Since then, Brehman and his partners turned their sights to old churches, often grand structures at the center of Main Line communities.

Main Line reBUILD recently saved the First Baptist Church, at 120 E Athens Ave in Ardmore, from demolition. President Wally Smerconish of Main Street Abstract Co. in Warrington bought the Ardmore Baptist Church, which stopped serving its congregation in 2012. (Smerconish is the brother of radio talk show and CNN host Michael Smerconish, who lives in Villanova.)

That same year, Smerconish sought a variance that would enable him to convert the church into condominiums. After he was denied by Lower Merion Township’s zoning board, Main Line Media News reported that he filed an appeal at the same time he filed for a demolition permit. Main Line Media News reported that Smerconish never presented formal plans for the church’s conversion to the township.

“There is a little bit of nuance to what we do. We are known for our renovation work in the township,” Brehman said.

In June 2014, Main Line reBUILD announced that it would buy the church and its 1953 parsonage, which sit on one acre, under the name The Arbors at Athens. Main Line reBUILD would convert the church into four units with resident parking in the basement. The parsonage would be sold as a single family unit.

Meanwhile, in January 2013, Lower Merion Township adopted an ordinance that allows for the conversion of churches and club buildings, that have been designated as historic and whose memberships can’t support them, for residential use.

Brehman said he also thinks Main Line reBUILD had an easier time getting zoning approval because of experience working with historical sites. “There is a little bit of nuance to what we do. We are known for our renovation work in the township,” Brehman said.

The response from community groups has been appreciative of Main Line reBUILD’s work. Patty Thompson, executive director of Lower Merion Conservatory, praised its work on Ardmore’s First Baptist Church and suggested this were a great idea for other churches no longer or soon to be out of use. “Reusing a sacred place takes a creative mind and deep passion for these special places. The rewards, however, are eternal,” Thompson said. “The options for reusing these spaces and the interest in living in them have never been greater. The time to talk about the future of any struggling special place is before you have to sell the asset.”

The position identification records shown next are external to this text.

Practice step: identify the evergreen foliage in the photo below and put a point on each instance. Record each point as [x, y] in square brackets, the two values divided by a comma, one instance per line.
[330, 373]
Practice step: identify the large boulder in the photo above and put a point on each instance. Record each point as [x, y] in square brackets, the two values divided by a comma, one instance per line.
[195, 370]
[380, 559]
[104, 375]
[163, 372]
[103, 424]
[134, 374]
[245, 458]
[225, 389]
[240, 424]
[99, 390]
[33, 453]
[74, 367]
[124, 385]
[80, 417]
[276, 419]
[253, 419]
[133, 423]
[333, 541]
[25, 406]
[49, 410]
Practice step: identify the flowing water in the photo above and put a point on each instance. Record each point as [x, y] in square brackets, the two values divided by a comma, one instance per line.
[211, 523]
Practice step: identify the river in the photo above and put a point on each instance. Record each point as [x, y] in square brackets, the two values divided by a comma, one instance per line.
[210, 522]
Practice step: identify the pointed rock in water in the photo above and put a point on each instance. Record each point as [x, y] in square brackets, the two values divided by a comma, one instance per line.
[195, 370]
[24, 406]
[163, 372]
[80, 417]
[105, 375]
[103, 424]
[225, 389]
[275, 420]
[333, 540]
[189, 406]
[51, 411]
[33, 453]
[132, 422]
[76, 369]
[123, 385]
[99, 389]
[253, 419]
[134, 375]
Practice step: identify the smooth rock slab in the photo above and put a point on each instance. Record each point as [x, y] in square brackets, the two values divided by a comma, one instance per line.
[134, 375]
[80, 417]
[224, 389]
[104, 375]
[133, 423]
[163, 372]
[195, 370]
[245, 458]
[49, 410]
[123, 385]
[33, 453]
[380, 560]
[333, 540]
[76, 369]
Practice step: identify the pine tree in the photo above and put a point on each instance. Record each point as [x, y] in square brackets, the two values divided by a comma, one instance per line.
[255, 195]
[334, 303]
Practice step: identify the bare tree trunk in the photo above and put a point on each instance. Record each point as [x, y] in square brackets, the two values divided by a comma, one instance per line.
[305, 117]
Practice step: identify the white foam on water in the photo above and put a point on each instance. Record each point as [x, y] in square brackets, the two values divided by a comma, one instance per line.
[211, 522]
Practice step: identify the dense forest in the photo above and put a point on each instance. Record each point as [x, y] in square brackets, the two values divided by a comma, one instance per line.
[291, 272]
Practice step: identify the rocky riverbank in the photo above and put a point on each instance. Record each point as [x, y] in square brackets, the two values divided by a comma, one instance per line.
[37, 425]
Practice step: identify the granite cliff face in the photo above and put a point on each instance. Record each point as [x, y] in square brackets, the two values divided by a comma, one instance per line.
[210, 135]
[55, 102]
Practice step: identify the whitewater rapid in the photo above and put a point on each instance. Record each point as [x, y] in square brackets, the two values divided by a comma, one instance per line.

As a developer, Brehman sees inherent value in these well-built structures. “We want these buildings to stay the way they have looked over a hundred years. We think these structures are community treasures,” Brehman said.

The idea of converting churches into living spaces has already made its way to Philadelphia, where 200 churches are expected to close in the coming years. Barzilay Development is behind the conversion of Graduate Hospital’s Great Saint Matthew Baptist Church. Thirty loft-style homes and eight apartments at Sanctuary Lofts (2319 Fitzwater Street) were made available for pre-lease this past June.